Margaret Sanger Funded the Pill With $40,000 Out of Her Friend's Will
Carl Djerassi synthesized the active ingredient in 1951; Sanger and Katherine McCormick paid for the trials, and the FDA approved Enovid in 1960.
On October 15, 1951, in Mexico City, the Bulgarian-American chemist Carl Djerassi and his colleagues at Syntex synthesized a compound they named norethindrone — an orally active progestin much more powerful than progesterone itself. Djerassi was 28 and was not, at the time, thinking about contraception. He was thinking about menstrual disorders and infertility treatments. The contraceptive application came from elsewhere.

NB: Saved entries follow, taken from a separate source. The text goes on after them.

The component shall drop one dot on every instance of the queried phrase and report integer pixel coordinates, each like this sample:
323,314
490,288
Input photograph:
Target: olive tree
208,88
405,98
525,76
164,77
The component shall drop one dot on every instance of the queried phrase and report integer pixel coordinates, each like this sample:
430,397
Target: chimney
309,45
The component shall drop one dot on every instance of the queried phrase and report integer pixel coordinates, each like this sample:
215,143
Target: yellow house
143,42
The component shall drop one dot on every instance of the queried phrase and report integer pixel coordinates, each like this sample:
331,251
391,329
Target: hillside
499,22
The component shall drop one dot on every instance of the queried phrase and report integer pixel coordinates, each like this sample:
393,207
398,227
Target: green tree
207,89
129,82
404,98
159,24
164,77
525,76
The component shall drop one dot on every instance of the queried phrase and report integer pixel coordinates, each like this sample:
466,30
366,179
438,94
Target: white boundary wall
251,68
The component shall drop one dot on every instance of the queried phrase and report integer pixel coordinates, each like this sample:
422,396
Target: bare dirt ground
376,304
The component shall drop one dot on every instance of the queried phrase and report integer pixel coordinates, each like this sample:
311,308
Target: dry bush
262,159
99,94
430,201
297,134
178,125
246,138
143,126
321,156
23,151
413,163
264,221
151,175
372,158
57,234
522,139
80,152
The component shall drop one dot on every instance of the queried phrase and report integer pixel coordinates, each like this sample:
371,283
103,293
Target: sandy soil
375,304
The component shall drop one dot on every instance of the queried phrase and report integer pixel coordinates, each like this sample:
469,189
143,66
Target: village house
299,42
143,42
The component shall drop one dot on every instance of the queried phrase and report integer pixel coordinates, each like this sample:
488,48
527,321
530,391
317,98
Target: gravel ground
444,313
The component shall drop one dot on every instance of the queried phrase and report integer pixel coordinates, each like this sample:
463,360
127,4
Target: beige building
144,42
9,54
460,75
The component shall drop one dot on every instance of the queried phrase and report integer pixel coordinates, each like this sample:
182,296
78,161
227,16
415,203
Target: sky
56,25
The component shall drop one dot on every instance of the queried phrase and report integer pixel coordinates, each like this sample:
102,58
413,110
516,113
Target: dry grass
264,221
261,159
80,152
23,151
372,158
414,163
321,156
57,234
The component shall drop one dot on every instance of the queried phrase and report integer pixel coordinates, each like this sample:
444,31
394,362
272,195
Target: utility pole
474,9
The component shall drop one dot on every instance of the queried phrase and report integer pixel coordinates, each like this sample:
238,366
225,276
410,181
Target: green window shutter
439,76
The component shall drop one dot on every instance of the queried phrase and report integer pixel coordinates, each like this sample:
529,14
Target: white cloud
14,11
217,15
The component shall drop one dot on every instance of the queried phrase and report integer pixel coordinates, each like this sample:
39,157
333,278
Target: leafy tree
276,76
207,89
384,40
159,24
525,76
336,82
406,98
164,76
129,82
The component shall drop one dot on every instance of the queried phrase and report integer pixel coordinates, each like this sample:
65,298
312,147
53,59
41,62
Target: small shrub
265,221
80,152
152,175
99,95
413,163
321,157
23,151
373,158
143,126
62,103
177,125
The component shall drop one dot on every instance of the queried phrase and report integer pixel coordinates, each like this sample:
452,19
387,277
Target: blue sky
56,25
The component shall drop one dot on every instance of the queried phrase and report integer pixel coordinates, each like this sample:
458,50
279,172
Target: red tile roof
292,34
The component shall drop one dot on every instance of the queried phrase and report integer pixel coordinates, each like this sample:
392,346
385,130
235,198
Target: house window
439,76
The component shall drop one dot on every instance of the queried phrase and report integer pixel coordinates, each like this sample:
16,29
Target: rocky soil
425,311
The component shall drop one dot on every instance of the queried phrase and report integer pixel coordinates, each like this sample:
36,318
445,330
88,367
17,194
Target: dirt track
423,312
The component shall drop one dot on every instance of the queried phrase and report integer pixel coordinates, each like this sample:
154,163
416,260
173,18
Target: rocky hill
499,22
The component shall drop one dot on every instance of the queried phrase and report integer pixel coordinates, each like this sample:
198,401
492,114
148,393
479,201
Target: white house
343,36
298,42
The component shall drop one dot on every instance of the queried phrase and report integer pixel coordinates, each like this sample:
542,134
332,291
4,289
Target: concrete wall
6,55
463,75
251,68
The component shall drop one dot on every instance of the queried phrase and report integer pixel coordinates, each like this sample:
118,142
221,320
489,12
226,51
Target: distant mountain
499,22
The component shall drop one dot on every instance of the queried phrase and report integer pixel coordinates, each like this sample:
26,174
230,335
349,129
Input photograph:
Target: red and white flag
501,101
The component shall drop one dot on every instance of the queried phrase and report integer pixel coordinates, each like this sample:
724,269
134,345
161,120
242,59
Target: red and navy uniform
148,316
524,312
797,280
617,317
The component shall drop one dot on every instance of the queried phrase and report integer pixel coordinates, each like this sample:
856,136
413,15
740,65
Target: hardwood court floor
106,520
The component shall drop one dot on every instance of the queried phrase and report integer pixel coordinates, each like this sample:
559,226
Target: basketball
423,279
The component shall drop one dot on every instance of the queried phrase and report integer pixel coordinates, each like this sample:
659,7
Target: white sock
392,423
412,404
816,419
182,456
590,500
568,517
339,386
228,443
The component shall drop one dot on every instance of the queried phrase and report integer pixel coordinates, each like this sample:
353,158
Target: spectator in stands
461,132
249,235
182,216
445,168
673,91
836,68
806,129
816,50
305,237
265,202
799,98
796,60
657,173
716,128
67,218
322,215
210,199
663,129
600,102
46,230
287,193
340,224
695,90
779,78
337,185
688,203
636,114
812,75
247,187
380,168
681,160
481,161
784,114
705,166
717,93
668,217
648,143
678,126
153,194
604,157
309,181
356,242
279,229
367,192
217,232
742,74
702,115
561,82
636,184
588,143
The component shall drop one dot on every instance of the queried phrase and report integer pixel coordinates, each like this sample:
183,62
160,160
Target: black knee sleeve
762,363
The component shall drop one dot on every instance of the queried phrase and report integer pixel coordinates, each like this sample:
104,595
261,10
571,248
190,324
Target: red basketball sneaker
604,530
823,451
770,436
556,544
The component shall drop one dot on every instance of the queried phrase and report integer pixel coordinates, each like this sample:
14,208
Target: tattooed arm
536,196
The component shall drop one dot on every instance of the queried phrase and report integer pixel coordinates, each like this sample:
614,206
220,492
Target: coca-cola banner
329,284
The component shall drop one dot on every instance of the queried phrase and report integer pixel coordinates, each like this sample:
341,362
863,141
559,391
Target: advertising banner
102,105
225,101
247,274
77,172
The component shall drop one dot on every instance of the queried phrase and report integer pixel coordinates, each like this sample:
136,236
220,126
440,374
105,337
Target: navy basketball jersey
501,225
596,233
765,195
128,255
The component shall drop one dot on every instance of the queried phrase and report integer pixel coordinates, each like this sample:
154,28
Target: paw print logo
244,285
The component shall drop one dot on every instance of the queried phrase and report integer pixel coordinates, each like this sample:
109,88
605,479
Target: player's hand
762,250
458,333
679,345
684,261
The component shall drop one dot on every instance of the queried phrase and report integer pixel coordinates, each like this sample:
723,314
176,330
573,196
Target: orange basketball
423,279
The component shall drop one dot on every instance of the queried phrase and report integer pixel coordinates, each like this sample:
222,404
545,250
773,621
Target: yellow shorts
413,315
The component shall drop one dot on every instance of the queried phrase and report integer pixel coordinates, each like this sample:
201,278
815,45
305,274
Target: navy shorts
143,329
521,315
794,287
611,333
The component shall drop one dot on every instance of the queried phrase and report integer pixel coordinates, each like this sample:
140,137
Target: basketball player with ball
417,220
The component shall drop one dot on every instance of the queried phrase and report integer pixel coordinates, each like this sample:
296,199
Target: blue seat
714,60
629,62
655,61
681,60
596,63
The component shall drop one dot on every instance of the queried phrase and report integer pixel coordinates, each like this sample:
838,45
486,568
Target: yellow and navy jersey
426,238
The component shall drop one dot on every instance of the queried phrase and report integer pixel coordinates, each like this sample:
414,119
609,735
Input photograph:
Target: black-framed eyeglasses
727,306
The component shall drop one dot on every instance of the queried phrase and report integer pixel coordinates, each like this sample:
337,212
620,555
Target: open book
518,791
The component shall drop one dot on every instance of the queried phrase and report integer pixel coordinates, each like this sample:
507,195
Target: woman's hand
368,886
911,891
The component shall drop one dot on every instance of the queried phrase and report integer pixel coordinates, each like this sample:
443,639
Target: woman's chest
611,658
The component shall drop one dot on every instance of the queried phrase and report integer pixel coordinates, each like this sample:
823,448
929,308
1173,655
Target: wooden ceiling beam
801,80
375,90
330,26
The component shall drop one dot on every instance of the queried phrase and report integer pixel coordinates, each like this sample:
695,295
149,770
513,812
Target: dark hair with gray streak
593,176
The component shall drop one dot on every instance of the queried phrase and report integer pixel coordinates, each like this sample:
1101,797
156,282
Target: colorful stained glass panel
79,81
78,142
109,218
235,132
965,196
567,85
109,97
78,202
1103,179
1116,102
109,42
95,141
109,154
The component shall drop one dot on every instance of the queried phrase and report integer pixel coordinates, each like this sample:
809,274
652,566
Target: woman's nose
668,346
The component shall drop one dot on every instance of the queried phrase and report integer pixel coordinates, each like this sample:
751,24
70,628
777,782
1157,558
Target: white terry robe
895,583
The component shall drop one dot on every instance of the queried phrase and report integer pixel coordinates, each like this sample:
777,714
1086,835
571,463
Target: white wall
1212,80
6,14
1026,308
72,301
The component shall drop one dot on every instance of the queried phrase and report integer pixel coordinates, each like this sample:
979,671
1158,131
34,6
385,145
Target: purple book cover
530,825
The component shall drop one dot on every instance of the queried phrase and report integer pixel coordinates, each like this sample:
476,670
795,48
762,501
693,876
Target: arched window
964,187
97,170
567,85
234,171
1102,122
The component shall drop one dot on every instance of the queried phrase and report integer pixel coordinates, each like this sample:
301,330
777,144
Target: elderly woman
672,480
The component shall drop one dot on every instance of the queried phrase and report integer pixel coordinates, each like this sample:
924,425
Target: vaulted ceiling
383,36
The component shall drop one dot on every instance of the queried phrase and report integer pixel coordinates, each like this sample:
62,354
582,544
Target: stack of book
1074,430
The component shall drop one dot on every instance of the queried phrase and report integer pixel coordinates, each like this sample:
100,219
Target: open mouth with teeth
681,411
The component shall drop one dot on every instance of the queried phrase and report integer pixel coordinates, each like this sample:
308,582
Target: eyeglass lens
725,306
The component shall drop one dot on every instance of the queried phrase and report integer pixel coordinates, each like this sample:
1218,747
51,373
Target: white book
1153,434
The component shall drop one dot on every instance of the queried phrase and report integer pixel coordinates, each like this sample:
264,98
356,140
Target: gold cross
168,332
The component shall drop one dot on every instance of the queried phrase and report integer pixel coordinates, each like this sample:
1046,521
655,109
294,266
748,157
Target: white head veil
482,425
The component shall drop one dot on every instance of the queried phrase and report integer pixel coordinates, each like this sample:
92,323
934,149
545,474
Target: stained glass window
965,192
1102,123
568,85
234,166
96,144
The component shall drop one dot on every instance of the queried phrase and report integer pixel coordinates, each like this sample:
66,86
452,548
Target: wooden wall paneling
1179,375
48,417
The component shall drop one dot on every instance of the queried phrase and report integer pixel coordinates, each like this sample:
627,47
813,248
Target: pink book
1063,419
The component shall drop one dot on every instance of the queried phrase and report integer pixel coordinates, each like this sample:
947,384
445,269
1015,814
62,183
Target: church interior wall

That elsewhere was almost entirely two people. Margaret Sanger, the American birth-control activist who had founded what became Planned Parenthood, had been arguing since the 1910s that women needed a contraceptive method they could control without male cooperation. In 1951 she met the Harvard-trained reproductive biologist Gregory Pincus and asked him to invent one. Sanger then introduced Pincus to Katherine Dexter McCormick, an MIT-trained biologist and the heir to the International Harvester fortune, who had been looking for somewhere to spend her widowed wealth. McCormick wrote Pincus a check and kept writing them; over the next decade she personally funded approximately $2 million of the development work.
Pincus partnered with the Boston obstetrician John Rock for clinical trials, initially carried out in Puerto Rico in 1956, where local laws permitted contraceptive testing that Massachusetts at the time did not. The pharmaceutical company G.D. Searle synthesized the trial preparations under the brand name Enovid. The FDA approved Enovid for menstrual regulation in 1957 and for contraception on May 9, 1960. Within five years, the pill was the most popular reversible contraceptive in the United States, and the entire structure of postwar gender politics shifted around it. Djerassi spent the rest of his life pointing out that he hadn't asked for it.